Featuring The Proposal, The Anniversary, and The Bear, these short plays blend classic Commedia traits with themes of love, money, and hunger—perfect for classwork, competitions, and showcases!
Let's hear from the author!
I love "what if" questions when I write plays. So, what if a realist playwright was combined with a highly physical stock character form? As a writing challenge, I wanted to explore both worlds and find out how they fit together. Where are they on the same page? Surprisingly, there is a lot of overlap. Can Chekhov be played through the lens of commedia? It’s been a great experience and I hope you feel the same!
Commedia is all about love, money and hunger and all three themes come up in each of the plays in Commedia Chekhov to the extreme!
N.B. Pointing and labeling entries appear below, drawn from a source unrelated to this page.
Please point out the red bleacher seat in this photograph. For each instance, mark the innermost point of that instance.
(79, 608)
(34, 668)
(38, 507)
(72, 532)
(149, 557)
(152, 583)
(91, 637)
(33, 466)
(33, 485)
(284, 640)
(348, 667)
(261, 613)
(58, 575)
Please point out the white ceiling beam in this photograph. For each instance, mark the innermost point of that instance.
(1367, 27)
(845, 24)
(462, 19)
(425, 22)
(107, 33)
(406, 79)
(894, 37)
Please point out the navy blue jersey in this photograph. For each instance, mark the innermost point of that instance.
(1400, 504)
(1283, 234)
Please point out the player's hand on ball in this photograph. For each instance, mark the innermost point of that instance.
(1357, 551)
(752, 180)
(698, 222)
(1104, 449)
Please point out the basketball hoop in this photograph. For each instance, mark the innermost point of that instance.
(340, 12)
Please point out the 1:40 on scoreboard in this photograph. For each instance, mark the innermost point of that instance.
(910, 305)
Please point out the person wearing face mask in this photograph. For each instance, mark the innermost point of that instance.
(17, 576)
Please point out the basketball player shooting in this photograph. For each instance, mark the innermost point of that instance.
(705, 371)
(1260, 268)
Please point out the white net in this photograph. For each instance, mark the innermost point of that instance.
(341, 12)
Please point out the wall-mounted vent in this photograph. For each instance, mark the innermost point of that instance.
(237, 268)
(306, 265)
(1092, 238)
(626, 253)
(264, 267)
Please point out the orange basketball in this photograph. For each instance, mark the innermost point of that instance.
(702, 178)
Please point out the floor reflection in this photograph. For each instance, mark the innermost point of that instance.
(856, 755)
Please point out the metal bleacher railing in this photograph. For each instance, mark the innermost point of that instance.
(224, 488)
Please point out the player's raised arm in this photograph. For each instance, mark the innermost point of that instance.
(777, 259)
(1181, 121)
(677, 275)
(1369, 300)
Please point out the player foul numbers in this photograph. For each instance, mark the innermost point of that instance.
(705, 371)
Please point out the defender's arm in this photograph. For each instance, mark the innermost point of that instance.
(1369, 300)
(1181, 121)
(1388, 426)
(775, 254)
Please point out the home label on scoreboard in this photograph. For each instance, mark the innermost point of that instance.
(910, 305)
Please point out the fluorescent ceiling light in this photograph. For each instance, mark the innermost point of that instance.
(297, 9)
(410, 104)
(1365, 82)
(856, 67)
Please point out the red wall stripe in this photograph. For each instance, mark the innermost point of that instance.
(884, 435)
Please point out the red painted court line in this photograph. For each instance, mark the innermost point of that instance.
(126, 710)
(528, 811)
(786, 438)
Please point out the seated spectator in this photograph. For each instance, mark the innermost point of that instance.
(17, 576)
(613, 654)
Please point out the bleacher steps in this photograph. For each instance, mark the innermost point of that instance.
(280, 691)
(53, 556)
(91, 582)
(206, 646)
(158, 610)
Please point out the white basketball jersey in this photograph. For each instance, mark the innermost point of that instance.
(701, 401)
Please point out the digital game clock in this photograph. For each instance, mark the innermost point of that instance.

The physical extremes all the characters go to to get what they want. My favourite example in The Proposal when all three characters use the "good chair" to demonstrate status or thrust status on someone else.
I encourage and strongly suggest you and your students read the stage directions. Normally, I’m a strong advocate of writers putting what they want presented on stage in the text. If it’s in the text then it’s in the character and the story. But rules are always meant to be broken and in this case, the stage directions will give your students some inspiration into how they can physicalize the characters within a commedia context.
For example, there are a number of lazzi in the script and they are entirely written in the stage directions. The physical is the most important element of these characters and that won’t always come out in the text. Can your students and should your students find their own interpretation? Of course! But the stage directions are going to give you a good running start.
If you study commedia dell'arte as part of your curriculum, this play would be an excellent opportunity to explore the character aspects of commedia and character physicalization with your students.
Merchutkina from The Anniversary is not a commedia master (vecchi) type character (the ones who generally have power) but she is high status from beginning to end. She never gives up. She never lets someone who “seems” higher status have the upper hand. She would be SO much fun to play!
Merchutkina spends the play trying to get her husband's money and she tries everything and anything to do so. When she's called out for lying about the fact that she said she was an orphan she says: "I’m an emotional orphan. This is triggering!"